Essays celebrate 60th anniversary of James Meredith’s enrollment at University of Mississippi
By Lauren Rhoades
Oct. 1 marks the 60th anniversary of James Meredith’s 1962 enrollment at the University of Mississippi as the school’s first African-American student. “James Meredith: Breaking the Barrier,” a collection of essays edited by UM professor of journalism Kathleen Wickham, honors this historic milestone with accounts from eyewitnesses, historians, former UM students, journalists and James Meredith himself.
These diverse perspectives offer a unique, well-rounded examination of segregated Mississippi’s fear-fueled political climate and the deadly riots in the days leading up to Meredith’s enrollment. Readers also gain insight into the tactical brilliance of one of the civil rights era’s most misunderstood leaders.

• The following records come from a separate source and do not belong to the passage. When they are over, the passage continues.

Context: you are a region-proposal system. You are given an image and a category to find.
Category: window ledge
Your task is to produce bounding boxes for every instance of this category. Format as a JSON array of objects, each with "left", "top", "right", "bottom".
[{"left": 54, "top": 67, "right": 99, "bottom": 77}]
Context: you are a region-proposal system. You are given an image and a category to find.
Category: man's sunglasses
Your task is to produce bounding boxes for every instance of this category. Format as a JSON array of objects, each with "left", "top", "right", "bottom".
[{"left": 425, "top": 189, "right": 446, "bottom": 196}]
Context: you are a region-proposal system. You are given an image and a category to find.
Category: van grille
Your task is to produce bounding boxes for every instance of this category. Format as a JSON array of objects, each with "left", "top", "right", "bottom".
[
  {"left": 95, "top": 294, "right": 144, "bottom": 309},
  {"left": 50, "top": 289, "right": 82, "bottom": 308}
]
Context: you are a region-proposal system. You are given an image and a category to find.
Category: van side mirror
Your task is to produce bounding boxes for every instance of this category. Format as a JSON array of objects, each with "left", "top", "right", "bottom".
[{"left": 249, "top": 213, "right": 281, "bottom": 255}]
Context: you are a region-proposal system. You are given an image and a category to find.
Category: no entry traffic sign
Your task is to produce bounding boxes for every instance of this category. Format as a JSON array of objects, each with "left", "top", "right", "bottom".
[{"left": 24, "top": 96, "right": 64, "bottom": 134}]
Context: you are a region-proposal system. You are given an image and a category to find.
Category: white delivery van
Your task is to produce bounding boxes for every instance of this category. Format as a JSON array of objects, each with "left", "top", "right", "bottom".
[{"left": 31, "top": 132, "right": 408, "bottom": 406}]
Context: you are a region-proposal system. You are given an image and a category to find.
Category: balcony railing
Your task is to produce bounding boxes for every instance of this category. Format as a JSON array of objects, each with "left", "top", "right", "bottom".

In his essay “The Warrior,” historian William Doyle writes that Medgar Evers, one of Meredith’s earliest and most important allies, called the 26-year-old veteran “the hardest-headed son-of-a-gun I ever met.” A member of Meredith’s NAACP legal defense said that he “acted like he was an agent of God.” Meredith himself felt he carried a “Divine responsibility,” a conviction which sustained him through a year-and-a-half-long legal battle and ultimately won him the support of President Kennedy, the U.S. Justice Department and the U.S. military.